The last step is to convert the control structure from indices to pointers:

void IntegerInsertionSort (int* beg, int* end)
{
  if (end - beg < 2) return;
  int * i; // outer loop control
  int * j; // inner loop control
  int * k; // k is always j - 1
  int   t; // value holder
  for (i = beg; i != end; ++i)
  {
    t = *i;
    for (k = i, j = k--; j != beg && t < *k; --j, --k)
      *j = *k;
    *j = t;
  }
}

Any of these implementations can be re-worked to sort an array of C-strings. We recommend the third one. Whichever one you use as a starting point for the string sorts, be sure that you understand the refactorings, especially the third one.

InsertionSort is actually a very useful sort algorithm, even though it is "slow": It runs in quadratic time when input is random data. However, it runs in linear time when the data is pre-sorted, and proportionally more efficient when data is somewhere "between" random and sorted. InsertionSort is also stable, meaning that relative position of equal keys is not changed. This is evident in your Dictionary sort, which should not interchange aaa and AAA no matter which comes first in the data. And finally, "Sort by Insertion" is a higher level concept that can lead to more efficient sorts as well as serve as a model for analysis of QuickSort (in a later course).

Procedural Requirements:

  1. Begin your log file named log.txt. (See Assignments for details.)

  2. Create and work within a separate subdirectory cop3330/proj1. Review the COP 3330 rules found in Introduction/Work Rules.

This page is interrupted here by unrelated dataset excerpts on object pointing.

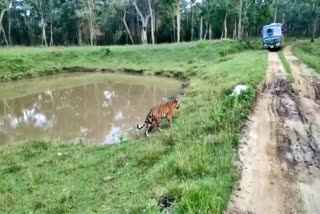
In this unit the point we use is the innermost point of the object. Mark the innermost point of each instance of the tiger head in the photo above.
(177, 103)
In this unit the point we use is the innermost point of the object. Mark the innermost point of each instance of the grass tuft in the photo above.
(187, 168)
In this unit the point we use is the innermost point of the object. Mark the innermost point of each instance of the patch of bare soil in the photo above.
(266, 184)
(303, 151)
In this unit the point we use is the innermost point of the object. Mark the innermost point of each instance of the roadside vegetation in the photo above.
(309, 53)
(186, 169)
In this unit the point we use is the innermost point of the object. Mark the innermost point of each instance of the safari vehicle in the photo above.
(273, 36)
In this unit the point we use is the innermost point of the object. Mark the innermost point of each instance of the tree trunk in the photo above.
(144, 21)
(127, 28)
(205, 34)
(79, 35)
(51, 32)
(225, 25)
(91, 27)
(44, 36)
(235, 30)
(178, 21)
(314, 25)
(1, 27)
(4, 34)
(174, 31)
(152, 22)
(201, 26)
(192, 20)
(240, 22)
(210, 31)
(275, 11)
(9, 27)
(144, 37)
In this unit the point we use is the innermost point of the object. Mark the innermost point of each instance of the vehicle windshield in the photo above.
(271, 31)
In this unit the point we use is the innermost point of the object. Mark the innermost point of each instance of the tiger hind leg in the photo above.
(169, 118)
(148, 129)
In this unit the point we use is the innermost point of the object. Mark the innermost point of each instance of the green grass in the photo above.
(309, 53)
(187, 168)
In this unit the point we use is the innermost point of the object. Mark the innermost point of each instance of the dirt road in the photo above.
(279, 150)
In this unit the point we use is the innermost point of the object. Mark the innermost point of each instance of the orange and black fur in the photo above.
(157, 113)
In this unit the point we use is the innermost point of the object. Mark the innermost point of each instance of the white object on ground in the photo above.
(239, 89)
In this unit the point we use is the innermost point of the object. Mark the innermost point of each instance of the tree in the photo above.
(4, 7)
(144, 19)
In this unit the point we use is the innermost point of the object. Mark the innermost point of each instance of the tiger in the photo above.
(159, 112)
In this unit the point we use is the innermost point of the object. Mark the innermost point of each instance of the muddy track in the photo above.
(279, 150)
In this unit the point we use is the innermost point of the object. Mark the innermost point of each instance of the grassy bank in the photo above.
(309, 53)
(187, 168)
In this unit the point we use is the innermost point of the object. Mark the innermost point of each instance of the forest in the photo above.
(111, 22)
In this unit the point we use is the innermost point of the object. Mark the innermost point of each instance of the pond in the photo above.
(79, 107)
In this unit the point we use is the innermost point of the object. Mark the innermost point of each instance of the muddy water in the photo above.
(89, 108)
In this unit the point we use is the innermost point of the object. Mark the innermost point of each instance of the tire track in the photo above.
(266, 185)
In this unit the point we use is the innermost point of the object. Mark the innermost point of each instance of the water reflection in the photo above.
(89, 113)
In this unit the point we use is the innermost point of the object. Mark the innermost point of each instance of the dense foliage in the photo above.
(103, 22)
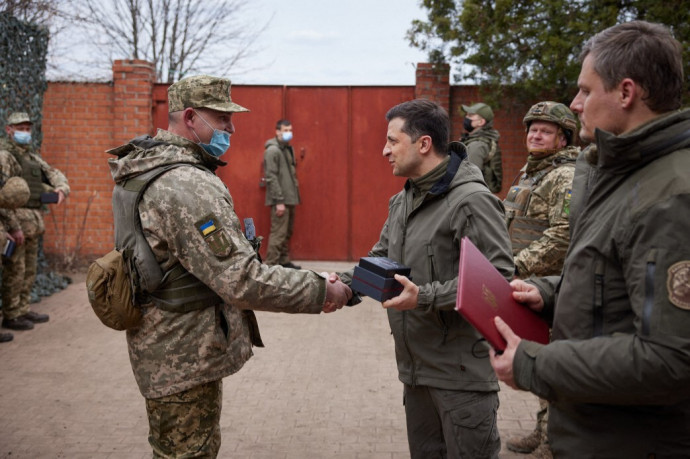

  3. Copy all of the files from LIB/proj1. These should include:

    makefile
    deliverables.sh
    main.start # contains functions CopyString and PrintStrings, plus the command line argument processing
    sdiff.cpp  # program calculates Diffs for two input strings
    

    In addition you should have the script submit.sh in either your .bin or your proj1 as an executable command.

  4. Create three more files

    cstringsort.h
    cstringsort.cpp
    main.cpp
    

    complying with the Technical Requirements and Specifications stated below.

  5. Turn in four files cstringsort.h, cstringsort.cpp, main.cpp, and log.txt using the submit script.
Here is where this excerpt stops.